In nome del padre, del figlio e della Colt (1971 / Realizador: Mario Bianchi)

Uma diligência é assaltada por um grupo de mulheres! Ou pelo menos assim parece. Mas não… não é verdade. Os assaltantes são homens vestidos com roupas femininas. O seu líder é um tipo vestido de preto que se chama Wace Cassidy. Enquanto o assalto decorre, a jovem Antoinette “Tony” Pickford, que viaja na diligência com o seu pai, é violada pelo sinistro Cassidy. Quando é hora de dividir o montante roubado, o lúgubre Cassidy mata os seus capangas e fica com tudo. Quatro anos depois, Antoinette e o seu pai chegam à cidade de Oakland na qualidade de vendedores ambulantes (vendem roupa e adereços de senhora). O xerife de Oakland chama-se Billy Nolan, um homem com muito boa reputação e, segundo dizem, é de uma honestidade à prova de bomba. Mas a jovem fica em estado de choque quando vê o xerife porque ele é exatamente igual ao homem que a violou! Mas será que é a mesma pessoa? Para confundir ainda mais as coisas, anda pela cidade um assassino mascarado que veste uma capa e um capuz.

Não te atrevas a piar!

O dia 31 de outubro chegou. A cidade festeja o Halloween. Há um baile de máscaras no saloon. Mas a tão famosa “noite de bruxas” vai-se tornar numa noite de medo e de terror com cadáveres a sério! Será que todos os cidadãos vão tirar a sua máscara? Este western emana uma aura interessante de suspense, terror, intriga e violência. Segundo várias fontes, Mario Bianchi rodou o filme em 1971 mas só estreou nas salas de cinema em 1975. Escusado será dizer que não teve sucesso. Mas em 1975 Mario Bianchi já estava noutra onda: navegava a seu bel-prazer no cinema erótico e pornográfico.

Craig Hill num duplo papel.

Para terminar, duas notas:

1) A versão italiana diz que a música é de Piero Piccioni. A versão espanhola refere Gianni Ferrio como compositor.
2) As versões disponíveis por essa Internet fora (não existe nenhuma edição em DVD) têm somente 73 minutos de duração! São versões demasiado curtas e, obviamente, incompletas. Mas é o que há. Por isso, vejam e não bufem!

27/05/2018

Mi chiamavano Requiescat... ma avevano sbagliato (1973 / Realizador: Mario Bianchi)

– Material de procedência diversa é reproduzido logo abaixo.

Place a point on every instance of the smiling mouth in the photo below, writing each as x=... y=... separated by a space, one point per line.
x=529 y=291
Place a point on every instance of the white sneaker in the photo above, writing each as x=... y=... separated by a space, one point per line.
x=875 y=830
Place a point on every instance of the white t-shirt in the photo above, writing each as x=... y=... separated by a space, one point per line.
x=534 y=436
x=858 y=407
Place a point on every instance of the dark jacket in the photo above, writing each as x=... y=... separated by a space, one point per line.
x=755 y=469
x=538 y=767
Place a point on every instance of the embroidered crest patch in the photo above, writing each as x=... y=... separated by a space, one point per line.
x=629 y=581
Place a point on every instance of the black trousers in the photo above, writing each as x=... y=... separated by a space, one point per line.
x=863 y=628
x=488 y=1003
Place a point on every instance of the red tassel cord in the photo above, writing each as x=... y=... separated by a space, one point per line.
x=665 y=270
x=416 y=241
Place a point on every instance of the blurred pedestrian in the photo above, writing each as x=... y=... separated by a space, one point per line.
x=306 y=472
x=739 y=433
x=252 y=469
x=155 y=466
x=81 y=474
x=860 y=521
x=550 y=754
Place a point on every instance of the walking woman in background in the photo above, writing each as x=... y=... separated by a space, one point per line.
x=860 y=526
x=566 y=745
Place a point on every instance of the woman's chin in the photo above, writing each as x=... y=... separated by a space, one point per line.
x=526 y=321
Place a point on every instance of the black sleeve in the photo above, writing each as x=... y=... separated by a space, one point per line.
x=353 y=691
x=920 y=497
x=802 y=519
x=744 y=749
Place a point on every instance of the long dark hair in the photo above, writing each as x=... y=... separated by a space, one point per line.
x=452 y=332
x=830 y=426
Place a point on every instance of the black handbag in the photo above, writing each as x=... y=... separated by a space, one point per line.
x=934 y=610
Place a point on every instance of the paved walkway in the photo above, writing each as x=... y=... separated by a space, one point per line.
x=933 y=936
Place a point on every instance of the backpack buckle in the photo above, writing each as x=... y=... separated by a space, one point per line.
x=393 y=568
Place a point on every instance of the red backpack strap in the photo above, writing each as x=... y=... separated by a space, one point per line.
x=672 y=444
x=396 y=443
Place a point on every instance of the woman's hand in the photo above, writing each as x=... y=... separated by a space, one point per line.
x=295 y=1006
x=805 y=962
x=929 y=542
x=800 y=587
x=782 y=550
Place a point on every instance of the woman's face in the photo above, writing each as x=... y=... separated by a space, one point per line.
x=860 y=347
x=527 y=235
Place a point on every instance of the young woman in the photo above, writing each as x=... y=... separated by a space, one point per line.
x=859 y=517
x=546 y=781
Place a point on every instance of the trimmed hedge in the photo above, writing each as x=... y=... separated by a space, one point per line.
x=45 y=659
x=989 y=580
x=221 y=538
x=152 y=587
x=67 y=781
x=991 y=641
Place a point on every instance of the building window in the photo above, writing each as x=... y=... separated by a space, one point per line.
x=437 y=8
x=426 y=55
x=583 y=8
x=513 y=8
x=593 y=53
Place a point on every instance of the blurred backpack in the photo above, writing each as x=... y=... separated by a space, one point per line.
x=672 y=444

Era uma vez um rapazinho italiano chamado Sergio Ciani. Tal como muitos outros, começou a bombar forte e feio nos ginásios. Estava claro que o seu destino era o culturismo. No final dos anos 1950 e início dos anos 1960, a Itália estava a abarrotar de tipos cheios de cabedal que, além do culturismo, também apostavam numa carreira na Sétima Arte. Gordon Scott: impecável! Reg Park: imponente! Ed Fury: perfeito! Gordon Mitchell: aquela máquina! Dan Vadis: incrível! Steve Reeves: o melhor de todos! E Sergio Ciani?! Também fez carreira no “peplum” mas agora sob o pseudónimo de Alan Steel. O tempo foi passando, o “peplum” foi substituído pelo western e, já na fase decadente do género, Alan Steel esconde os seus músculos sob um manto negro ao encarnar o papel de vingador justiceiro.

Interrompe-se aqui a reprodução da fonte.